Operation Safe Driver Week
Operation Safe Driver Week, a safe-driving awareness and outreach initiative aimed at improving the driving behaviors of passenger vehicle drivers and commercial motor vehicle drivers through educational and traffic enforcement strategies and interactions with law enforcement, is set for July 9-15.
FMCSA Renews Yard-Move Exemption for ELDs for Another Five Years
The Federal Motor Carrier Safety Administration has renewed an exemption, initially requested by United Parcel Service, that allows: (1) all motor carriers and drivers that use portable, driver-based ELDs to record engine data only when the driver is in a commercial motor vehicle and the engine is powered, and (2) all motor carriers to configure an ELD with a yard-move mode that does not require a driver to re-input yard-move status every time the tractor is powered off.

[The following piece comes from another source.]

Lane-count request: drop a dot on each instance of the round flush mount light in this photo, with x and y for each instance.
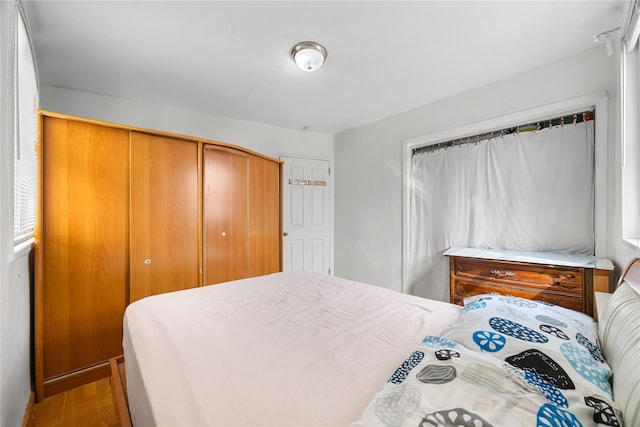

The exemption allows CMV drivers using portable electronic ELDs to manually record data that would otherwise be required to be automatically recorded when a driver indicates a change of duty status or logs in or out of an ELD (49 CFR 395.26(c) and 395.26(g)). Under the exemption, those requirements do not apply to a driver using a portable ELD unless the driver is in the CMV with the engine powered.
The exemption also allows motor carriers to configure their ELD devices so that a driver can enter yard moves under 49 CFR 395.38(a)(1)(ii) without complying with section 126.96.36.199.2(e) of appendix A to subpart B of part 395 which requires a driver’s yard move status to re-set to “none” if the ELD or CMV’s engine goes through a power-off cycle or the CMV’s engine turns off then on.